I think I understand the reasoning behind Wayland preventing windows from being manually positioned but there are a couple of instances in my Qt 5.15.2 application where I really need to have either some or absolute control over the position:
- In the first instance the window is a pop-up. I'm using a QMainWindow so I can have it borderless with rounded corners, a coloured background and a transparency. I need it to pop-up when I hover over a certain element on my QGraphicsScene but want to ensure that when it appears it is close to the QGraphicsScene element in question but does not obscure it. Using a call to QMainWindow::move was perfect pre-Wayland and works fine on Windows too.
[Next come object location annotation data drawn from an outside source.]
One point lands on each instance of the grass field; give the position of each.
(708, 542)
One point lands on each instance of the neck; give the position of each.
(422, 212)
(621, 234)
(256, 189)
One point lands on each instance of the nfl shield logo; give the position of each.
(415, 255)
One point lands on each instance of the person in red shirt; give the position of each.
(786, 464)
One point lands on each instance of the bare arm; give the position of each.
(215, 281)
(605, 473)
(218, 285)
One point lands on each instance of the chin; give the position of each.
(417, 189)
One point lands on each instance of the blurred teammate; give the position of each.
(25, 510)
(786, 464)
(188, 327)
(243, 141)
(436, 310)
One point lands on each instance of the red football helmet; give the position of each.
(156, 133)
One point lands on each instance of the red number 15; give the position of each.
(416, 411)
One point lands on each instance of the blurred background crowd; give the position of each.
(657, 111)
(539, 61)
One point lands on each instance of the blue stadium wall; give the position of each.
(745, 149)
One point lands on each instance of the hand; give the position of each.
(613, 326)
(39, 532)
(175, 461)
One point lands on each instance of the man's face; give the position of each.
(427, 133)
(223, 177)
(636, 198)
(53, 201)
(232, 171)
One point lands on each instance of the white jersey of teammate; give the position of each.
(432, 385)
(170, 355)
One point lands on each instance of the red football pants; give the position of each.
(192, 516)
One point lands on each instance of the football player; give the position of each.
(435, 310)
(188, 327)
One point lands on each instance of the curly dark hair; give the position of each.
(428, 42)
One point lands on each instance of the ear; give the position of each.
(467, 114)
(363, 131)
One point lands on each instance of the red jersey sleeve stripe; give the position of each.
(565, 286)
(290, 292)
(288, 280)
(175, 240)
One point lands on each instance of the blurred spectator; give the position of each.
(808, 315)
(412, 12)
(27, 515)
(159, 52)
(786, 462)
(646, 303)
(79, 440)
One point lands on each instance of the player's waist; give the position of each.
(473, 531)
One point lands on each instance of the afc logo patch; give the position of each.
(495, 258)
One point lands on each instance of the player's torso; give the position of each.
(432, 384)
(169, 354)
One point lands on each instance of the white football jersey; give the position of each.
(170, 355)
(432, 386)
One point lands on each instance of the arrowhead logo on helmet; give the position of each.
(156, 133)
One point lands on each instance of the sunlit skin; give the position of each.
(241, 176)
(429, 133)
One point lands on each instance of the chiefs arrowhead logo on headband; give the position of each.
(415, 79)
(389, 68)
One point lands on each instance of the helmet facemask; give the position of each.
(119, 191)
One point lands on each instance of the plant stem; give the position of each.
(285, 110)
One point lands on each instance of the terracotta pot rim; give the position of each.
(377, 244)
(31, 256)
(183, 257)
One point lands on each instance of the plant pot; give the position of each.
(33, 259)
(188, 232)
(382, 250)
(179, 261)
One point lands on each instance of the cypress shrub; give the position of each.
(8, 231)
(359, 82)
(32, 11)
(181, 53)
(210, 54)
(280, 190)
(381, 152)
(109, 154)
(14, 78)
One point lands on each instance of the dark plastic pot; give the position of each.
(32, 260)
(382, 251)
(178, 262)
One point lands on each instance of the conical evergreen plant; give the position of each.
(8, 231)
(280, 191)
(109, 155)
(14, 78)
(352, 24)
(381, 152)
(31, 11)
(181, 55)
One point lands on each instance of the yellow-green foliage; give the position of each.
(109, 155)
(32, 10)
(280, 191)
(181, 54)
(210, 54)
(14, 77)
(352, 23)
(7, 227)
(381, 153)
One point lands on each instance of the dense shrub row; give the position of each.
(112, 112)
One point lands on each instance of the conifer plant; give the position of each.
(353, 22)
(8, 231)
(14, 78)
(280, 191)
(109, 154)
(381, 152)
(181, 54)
- In the second instance my application has a number of windows which the user may open and close over time. The first time each one opens I don't care too much where it is positioned but if the user moves it before closing it then the next time the user opens it I want it to reappear where the user previously left it. Again, using the move() method of the various things that inherit from QWidget was perfect pre-Wayland.
Does anyone know of any work-arounds that would solve either of these problems under Qt on Wayland? It seems to me that neither is a particularly uncommon requirement and if Wayland won't let me set a specific position it might have a way of achieving something similar (e.g. a way of telling the compositor to position something near something else without obscuring it) and hopefully that maps onto something in the Qt API.